Bacterial chitchat proves distracting for wound healing

Microbial signaling system partially blocks skin cells from closing a cut

SAN DIEGO, Calif. – Chatter between bacterial cells may stall healing of skin wounds, and sabotaging that chitchat could offer another way to battle infection, new research suggests.

Making Pseudomonas aeruginosa deaf to the molecular signals that the bacteria use to talk to each other would offer a kind of antibiotic therapy that doesn’t kill bacterial cells but rather strikes at their ability to attack human cells en masse, Jasper Jacobsen of the Statens Serum Institute in Copenhagen said May 24 at a meeting of the American Society for Microbiology.

When P. aeruginosa infects human tissue, the bacteria coordinate their offensive using a language called quorum sensing. As the number of bacteria present grows, signaling molecules involved in quorum sensing build up, eventually binding with proteins encoded by two quorum sensing master genes: lasR and rhlR. This binding switches on hundreds of other virulence genes, producing a bevy of disease-causing proteins. The two genes are also involved in the creation of a biofilm – connected layers of bacterial growth that are harder for the immune system to combat than free-floating microbes.

Jacobsen and colleagues compared secretions released by a normal strain of P. aeruginosa with those from a strain in which the two quorum sensing genes had been turned off. “We wanted to see whether this ‘language’ could impair wound healing in cells,” he said.

The researchers arranged human skin cells in lab dishes with a gap in the middle to model a skin gash. Secretions from the normal bacteria reduced the ability of skin cells to move in and fill the gap, a key process in wound healing called migration, substantially more than secretions from the strain with disabled quorum sensing genes.

Most affected were cells called keratinocytes, which form the outermost layer of skin. In these, normal strain secretions led to substantially less cell migration – about 55 percent wound closure compared with 75 percent for the strain with impaired quorum sensing. The normal strain also decreased migration of fibroblast cells, which are abundant in the skin layer below, but to a lesser extent. Neither strain affected cell growth or the migration of endothelial cells, which are found in the deepest skin layer.
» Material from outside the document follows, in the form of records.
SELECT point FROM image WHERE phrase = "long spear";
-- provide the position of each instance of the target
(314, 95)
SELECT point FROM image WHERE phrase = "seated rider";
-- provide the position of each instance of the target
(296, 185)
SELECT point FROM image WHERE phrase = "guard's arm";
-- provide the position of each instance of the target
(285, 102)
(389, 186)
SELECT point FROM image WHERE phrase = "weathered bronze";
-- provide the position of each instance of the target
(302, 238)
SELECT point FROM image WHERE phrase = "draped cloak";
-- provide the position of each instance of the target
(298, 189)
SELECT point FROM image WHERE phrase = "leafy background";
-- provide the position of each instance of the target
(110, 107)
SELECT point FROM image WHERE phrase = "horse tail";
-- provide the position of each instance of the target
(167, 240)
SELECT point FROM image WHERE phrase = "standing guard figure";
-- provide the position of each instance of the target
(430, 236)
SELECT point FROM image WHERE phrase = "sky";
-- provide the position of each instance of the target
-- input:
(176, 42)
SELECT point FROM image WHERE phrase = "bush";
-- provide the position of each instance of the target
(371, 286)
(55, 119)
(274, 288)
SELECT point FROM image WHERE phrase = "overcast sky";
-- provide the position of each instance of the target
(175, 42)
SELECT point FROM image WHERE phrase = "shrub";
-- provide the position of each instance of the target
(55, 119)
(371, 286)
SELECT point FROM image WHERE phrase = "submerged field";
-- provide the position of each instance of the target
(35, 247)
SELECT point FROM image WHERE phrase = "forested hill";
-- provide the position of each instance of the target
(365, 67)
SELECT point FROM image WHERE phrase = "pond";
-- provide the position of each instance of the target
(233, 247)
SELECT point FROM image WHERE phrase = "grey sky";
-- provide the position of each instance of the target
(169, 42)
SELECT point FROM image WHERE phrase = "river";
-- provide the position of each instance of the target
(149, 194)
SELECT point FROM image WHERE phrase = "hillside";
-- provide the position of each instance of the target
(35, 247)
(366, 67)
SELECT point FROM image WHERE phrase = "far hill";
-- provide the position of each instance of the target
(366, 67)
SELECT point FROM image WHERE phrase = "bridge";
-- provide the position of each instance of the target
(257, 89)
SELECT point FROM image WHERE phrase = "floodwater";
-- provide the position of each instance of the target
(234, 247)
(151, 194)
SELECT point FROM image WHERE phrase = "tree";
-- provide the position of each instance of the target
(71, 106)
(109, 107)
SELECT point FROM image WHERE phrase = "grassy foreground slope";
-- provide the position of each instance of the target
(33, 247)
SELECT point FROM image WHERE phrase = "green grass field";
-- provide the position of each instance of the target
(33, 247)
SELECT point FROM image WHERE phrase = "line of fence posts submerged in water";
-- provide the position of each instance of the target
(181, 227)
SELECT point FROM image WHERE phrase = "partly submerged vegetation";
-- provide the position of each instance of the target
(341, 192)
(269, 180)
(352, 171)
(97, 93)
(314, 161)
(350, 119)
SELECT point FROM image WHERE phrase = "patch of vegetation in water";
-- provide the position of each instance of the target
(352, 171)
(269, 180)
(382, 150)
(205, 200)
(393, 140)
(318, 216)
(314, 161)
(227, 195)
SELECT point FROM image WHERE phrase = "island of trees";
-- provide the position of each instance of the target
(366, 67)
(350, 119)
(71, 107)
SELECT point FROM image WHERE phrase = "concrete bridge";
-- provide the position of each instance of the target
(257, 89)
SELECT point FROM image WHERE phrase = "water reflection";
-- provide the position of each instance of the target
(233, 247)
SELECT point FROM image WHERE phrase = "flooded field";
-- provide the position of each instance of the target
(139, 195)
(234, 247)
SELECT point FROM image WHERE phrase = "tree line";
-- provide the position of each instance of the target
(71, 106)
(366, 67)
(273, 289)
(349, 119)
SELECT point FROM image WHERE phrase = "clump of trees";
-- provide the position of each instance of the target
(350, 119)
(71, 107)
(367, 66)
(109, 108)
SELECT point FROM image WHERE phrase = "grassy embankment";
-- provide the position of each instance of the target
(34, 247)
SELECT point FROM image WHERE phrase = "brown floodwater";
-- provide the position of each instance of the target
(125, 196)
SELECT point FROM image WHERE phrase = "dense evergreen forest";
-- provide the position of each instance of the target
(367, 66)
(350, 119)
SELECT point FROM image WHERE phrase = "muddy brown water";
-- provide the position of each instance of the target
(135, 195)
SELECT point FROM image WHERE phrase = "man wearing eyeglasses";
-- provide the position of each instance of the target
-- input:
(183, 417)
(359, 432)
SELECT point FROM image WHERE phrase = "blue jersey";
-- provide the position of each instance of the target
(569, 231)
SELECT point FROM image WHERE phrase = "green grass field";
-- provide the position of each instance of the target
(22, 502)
The signals used by the bacteria to talk to each other leads to the production of many virulence proteins, which are secreted into the environment around the cell, Jacobsen said, and “affect the closing of the gap in the wound.”

Pseudomonas aeruginosa is a leading cause of opportunistic infections in people, including in wounds healing after operations and in burns. Multidrug-resistant strains of the microbe are a problem in many hospitals. For the last decade researchers have discussed designing drugs that target the quorum sensing system as a way to battle the pathogen, said Pete Greenberg, a microbiologist at the University of Washington in Seattle.

In Pseudomonas, those two genes help regulate the production of a battery of compounds that promote infection, he said. A number of candidate drugs designed to target the proteins encoded by these genes are now under study.

Greenberg said the new study is the first he is aware of that looked specifically at wound healing and the quorum sensing system.

“They showed it blocks wound healing, at least in a petri dish,” he said. “Now they need to try to use some of the experimental inhibitors to see if that [would restore] healing.” If so, combining this approach with a more traditional antibiotic might help battle the worst infections.

Microbiologist Barbara Iglewski of the University of Rochester Medical Center in New York agrees that the study “is a nice starting place.” But, she says, to create a useful drug, researchers still need to pinpoint which of the many proteins in the mix exuded by the bacteria is actually inhibiting cell migration during healing.